Take his defence of the recent decision of the STC to hike petrol and diesel prices. Gungah declared that the government “could not accept an institution going bankrupt”. The minister refers, of course, to the Price Stabilisation Account (PSA) that is supposed to absorb oil price shocks. It swells when international prices plummet and shrinks when they go up. The problem with this explanation is that it doesn’t really explain much. Back in April, Gungah was busy defending the pricing system in the National Assembly and boasted that the government in February had introduced a new regulation whereby the PSA had to – no ifs, no buts -  maintain a minimum of Rs100 million in its account. If it went lower, that would trigger an automatic price hike. That raises an interesting question: if Gungah is right and the PSA was going bankrupt, should not some heads be rolling at the STC for violating a government directive of maintaining a minimum of Rs100 million in the PSA? No heads rolling yet. On the other hand, if the STC did as government regulations command and simply triggered the price hike before the PSA dipped to below Rs100 million, then why is the minister talking about bankruptcy? Why does the minister simply not tell it as it is supposed to be: the PSA is nearing its minimum balance of Rs100 million, therefore all of you need to pay more at the pump. Not quite the same ring to it. And what of the thing that supposedly caused this all? The 10% limit on price hikes that constrained the STC from raising prices further, as they argued should have happened, and caused this loss to begin with? Is the government closing that nifty little loophole? Nope. 

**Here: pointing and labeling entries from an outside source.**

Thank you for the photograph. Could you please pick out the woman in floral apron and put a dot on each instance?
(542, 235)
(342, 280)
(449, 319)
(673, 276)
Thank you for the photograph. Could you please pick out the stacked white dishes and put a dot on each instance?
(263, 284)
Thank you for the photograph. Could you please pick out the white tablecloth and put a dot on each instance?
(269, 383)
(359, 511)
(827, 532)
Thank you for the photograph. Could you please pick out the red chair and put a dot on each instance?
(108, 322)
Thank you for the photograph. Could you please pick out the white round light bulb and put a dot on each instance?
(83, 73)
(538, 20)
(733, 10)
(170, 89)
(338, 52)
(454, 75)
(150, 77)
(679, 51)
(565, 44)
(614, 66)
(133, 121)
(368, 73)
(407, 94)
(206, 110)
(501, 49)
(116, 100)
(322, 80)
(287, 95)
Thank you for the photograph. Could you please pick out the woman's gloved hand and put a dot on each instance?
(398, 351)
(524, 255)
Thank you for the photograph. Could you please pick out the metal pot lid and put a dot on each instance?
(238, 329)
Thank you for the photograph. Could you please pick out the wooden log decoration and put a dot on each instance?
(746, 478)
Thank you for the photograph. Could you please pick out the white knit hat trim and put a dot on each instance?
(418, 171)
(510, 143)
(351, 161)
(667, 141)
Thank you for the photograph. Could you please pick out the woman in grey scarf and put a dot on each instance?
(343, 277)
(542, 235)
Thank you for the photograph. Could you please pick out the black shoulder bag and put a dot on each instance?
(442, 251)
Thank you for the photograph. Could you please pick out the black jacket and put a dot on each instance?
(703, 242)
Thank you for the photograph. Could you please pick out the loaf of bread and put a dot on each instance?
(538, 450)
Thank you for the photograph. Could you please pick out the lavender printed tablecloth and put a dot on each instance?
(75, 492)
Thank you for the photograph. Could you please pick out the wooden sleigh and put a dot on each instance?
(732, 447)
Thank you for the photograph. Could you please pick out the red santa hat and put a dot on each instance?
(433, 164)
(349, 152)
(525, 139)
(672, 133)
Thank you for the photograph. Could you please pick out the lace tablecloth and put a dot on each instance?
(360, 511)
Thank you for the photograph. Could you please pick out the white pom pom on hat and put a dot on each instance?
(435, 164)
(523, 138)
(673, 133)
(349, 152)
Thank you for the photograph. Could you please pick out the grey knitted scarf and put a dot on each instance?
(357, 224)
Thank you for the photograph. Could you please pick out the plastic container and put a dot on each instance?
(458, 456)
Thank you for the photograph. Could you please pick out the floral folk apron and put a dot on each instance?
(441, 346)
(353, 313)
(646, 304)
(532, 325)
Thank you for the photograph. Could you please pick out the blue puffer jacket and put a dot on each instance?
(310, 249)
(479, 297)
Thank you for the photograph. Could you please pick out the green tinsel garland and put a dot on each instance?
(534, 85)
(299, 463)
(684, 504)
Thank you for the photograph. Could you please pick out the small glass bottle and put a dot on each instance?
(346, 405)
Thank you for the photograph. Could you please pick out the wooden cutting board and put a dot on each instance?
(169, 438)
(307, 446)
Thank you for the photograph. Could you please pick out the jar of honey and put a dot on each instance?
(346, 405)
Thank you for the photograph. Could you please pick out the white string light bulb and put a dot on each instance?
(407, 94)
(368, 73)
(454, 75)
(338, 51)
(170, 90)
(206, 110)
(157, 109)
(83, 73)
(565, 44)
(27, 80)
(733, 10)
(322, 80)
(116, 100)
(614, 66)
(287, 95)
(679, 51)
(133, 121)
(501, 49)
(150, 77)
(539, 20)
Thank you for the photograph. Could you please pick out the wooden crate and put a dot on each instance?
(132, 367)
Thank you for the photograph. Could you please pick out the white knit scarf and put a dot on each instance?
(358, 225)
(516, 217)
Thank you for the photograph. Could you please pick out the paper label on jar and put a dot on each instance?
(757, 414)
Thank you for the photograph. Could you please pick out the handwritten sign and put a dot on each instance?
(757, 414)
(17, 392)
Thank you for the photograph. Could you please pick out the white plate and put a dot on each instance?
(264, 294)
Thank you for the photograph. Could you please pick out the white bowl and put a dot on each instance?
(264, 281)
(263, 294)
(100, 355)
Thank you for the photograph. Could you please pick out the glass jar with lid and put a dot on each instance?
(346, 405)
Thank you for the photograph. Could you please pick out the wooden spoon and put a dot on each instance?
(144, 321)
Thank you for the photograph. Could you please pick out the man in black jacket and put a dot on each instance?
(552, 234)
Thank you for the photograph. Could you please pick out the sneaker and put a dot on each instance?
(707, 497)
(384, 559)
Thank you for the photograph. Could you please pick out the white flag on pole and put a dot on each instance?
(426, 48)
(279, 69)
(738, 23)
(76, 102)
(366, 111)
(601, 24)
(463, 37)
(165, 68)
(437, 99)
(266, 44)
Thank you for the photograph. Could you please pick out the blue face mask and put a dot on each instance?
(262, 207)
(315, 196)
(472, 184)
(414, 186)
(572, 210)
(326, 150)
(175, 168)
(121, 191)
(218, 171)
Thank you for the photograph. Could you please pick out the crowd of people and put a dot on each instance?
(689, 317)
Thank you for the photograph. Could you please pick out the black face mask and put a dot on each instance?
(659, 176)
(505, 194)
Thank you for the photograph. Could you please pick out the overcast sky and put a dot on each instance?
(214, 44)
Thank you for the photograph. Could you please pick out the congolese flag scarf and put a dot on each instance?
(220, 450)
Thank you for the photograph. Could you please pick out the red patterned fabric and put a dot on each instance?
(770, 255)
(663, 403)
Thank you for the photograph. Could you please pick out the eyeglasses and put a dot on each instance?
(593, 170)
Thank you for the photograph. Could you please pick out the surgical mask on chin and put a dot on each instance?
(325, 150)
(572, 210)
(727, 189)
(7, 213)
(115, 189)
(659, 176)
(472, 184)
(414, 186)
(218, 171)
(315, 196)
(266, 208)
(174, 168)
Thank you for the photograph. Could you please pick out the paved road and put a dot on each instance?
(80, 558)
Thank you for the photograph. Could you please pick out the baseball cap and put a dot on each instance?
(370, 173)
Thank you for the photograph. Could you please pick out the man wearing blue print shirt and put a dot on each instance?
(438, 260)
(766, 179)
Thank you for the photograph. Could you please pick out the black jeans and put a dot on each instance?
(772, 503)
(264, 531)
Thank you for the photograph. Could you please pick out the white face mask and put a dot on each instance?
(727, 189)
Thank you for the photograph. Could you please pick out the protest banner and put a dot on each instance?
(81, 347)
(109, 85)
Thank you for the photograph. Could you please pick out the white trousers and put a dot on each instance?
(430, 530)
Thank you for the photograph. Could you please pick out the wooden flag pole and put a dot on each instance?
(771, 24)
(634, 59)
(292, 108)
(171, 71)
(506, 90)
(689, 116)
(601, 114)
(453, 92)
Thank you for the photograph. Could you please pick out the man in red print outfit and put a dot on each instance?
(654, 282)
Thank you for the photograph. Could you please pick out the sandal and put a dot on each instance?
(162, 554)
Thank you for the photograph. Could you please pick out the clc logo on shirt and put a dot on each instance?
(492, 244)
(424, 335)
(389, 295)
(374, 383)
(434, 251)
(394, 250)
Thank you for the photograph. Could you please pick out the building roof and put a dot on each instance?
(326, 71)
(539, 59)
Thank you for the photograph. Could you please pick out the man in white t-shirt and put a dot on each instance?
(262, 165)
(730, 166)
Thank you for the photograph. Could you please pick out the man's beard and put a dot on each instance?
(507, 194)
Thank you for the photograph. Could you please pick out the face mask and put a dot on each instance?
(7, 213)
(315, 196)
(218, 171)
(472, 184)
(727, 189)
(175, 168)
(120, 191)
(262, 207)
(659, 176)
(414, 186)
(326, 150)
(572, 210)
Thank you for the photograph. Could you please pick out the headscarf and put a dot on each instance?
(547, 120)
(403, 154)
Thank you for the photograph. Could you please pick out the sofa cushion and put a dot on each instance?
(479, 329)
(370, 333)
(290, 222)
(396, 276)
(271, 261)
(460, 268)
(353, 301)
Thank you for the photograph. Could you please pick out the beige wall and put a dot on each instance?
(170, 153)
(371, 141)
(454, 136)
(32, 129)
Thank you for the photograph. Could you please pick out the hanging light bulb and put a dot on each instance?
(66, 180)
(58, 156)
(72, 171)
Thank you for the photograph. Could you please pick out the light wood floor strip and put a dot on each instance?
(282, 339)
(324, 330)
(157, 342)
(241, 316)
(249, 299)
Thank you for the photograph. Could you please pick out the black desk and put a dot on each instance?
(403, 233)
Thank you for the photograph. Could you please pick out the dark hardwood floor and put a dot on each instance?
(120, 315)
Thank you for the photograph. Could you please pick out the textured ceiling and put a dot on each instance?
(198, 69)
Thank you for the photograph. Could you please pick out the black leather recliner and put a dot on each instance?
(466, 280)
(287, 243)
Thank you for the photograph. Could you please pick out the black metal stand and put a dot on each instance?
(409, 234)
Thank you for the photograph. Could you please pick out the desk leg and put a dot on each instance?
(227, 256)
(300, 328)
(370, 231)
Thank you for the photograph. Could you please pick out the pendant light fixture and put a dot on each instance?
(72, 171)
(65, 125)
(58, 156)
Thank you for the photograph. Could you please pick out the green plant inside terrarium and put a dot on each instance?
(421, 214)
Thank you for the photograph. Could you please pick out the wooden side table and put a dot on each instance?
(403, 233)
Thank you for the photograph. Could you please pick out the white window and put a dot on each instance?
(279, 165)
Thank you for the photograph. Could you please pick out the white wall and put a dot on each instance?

What follows is even more interesting. In the same breath, after the doom and gloom and the bankruptcy talk, the minister suddenly turned cheery and said that a continuing fall in international oil prices would lead to a growing PSA account! Then why on earth hike the price?! The STC is right in predicting that the PSA is going bankrupt but at the same time is also right in predicting that the PSA would grow! Wrap your heads around that.

Then, as if that were not enough, the minister pulled another rabbit out of his hat. Since the hike, bakers and bus owners have been clamouring for hikes of their own. Buses run on fuel and bread needs to be delivered. It makes sense: the greater the input cost, the higher the price of the product. The minister, however, has other ideas. Even though petrol and diesel are more expensive, the prices of bus tickets and bread will remain the same. Fascinating stuff. 

Instead of coming up with these confusing and contradictory statements (in a single press conference no less) the minister would be wise to simply make public the PSA so anybody can see, at any time, how much is left in it and whether or not a price hike is justified. But that would be too simple a solution.